Strike a pose: 10 women’s fashion highlights to celebrate London Fashion Week

September 14, 2018

As London Fashion Week kicks off this Friday (14th September 2018), Mintel takes a peek inside British women’s wardrobes to exclusively reveal how the womenswear market is set to unfold during the year ahead:

  • The UK women’s clothing market grew by 3.2% in 2017 to reach a fashionable £28.4 billion, according to Mintel research, as the nation’s women continue to prioritise clothes spending. Highlighting their passion for fashion, this year British women are set to spend £29.4 billion on clothing. Just one in twenty (6%) women didn’t buy clothes for themselves in 2017.
  • Dressed for success, Mintel forecasts that sales of womenswear will grow by 14% between 2018 and 2022 to reach £33.5 billion.
  • They may be famed for their love of fashion, but the average woman spends less than her male counterpart on a typical clothes shopping trip. According to Mintel research, the vast majority (66%) of female shoppers spent less than £50 the last time they bought clothes, compared to just 46% of men.
  • British women are showing signs of fatigue with the low-priced, fast fashion they’ve become accustomed to buying. Moving away from overtly trend-driven pieces in favour of more seasonless fashion, almost seven in ten (69%) female shoppers agree that buying timeless fashion items saves money in the long term. A further 64% agree it is worth spending more on quality clothes that last.
  • Indigo, straight leg or frayed, fashion-conscious young women aged 16-34 are driving sales of jeans, with over half (53%) having purchased a pair in the last 3 months*.
  • Seeking out more authenticity, consumers are becoming more demanding and want retailers to be more representative in their campaigns. A quarter (25%) of female shoppers say they would shop at a specific retailer if it used models that represent the average person. This is most important for younger female Millennials aged 18-27, with 30% seeking more representative models. Just 5% of women would be encouraged by the use of a celebrity as the face of the brand.
  • Supermarket sweep: while mid-market fashion retailers are the most popular place to buy clothes (63%), women are increasingly shopping for fashion at non-specialist retailers such as supermarkets (49%).
  • Proving convenience is king, 63% of female shoppers aged 16-24 agree that it’s more convenient to shop online for fashion than in-store. But 42% of this age group believe it is difficult to find what they are looking for when shopping online for clothes.
  • Sizing up the market, half (50%) of women have returned clothes because they don’t fit well. This rises to 61% of women aged 16-34 who are the main clothes shoppers.
  • Seeking transparency in the clothes that they wear, women are concerned with the origin of fashion they buy, one in three (36%) would be interested in knowing more about how their clothes were made, rising to almost half (47%) of Millennial women.
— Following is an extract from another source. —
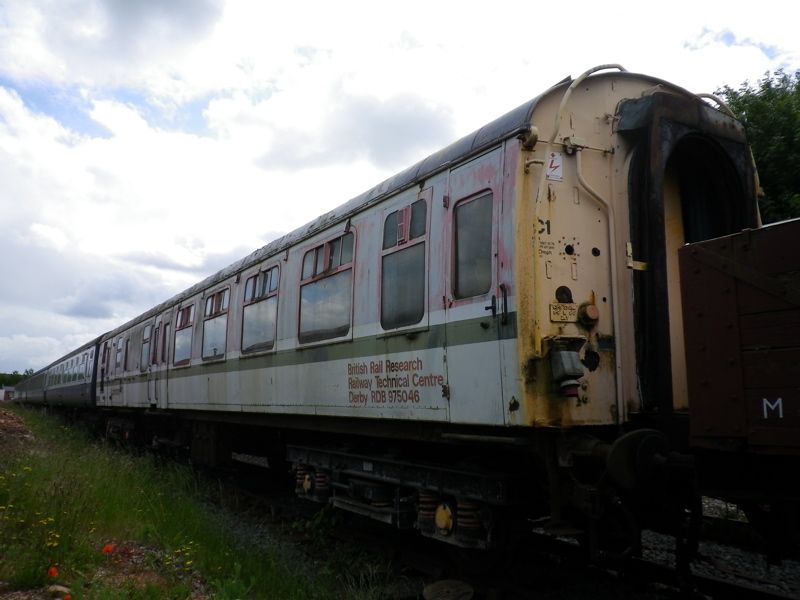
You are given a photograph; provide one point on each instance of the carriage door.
(153, 365)
(162, 360)
(474, 304)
Samantha Dover, Senior Fashion Analyst at Mintel, said:

“Although recent headlines give the impression the current UK fashion market is in a terrible state, it’s not all doom and gloom as sales of womenswear continue to grow. The market is undoubtedly challenging and more competitive than ever before, but those with a real understanding of what their customers want will continue to succeed.

“Evermore demanding consumers want retailers to be more representative and body-positive in their campaigns. Online-only youth fashion retailers have been the most responsive to this demand, with these companies beginning to display their clothes on different sized models, while others are rejecting image retouching and pledging not to promote one idealised body image.

“Our research shows that brand loyalty in womenswear is currently low, meaning fashion retailers need to communicate more effectively a compelling and differentiated offer to stand out from the crowd. The retailers that are outperforming are the ones willing to take a risk, to experiment, to elevate the customer experience, and to plough significant investment into concepts that make shopping for fashion easier and more enjoyable.”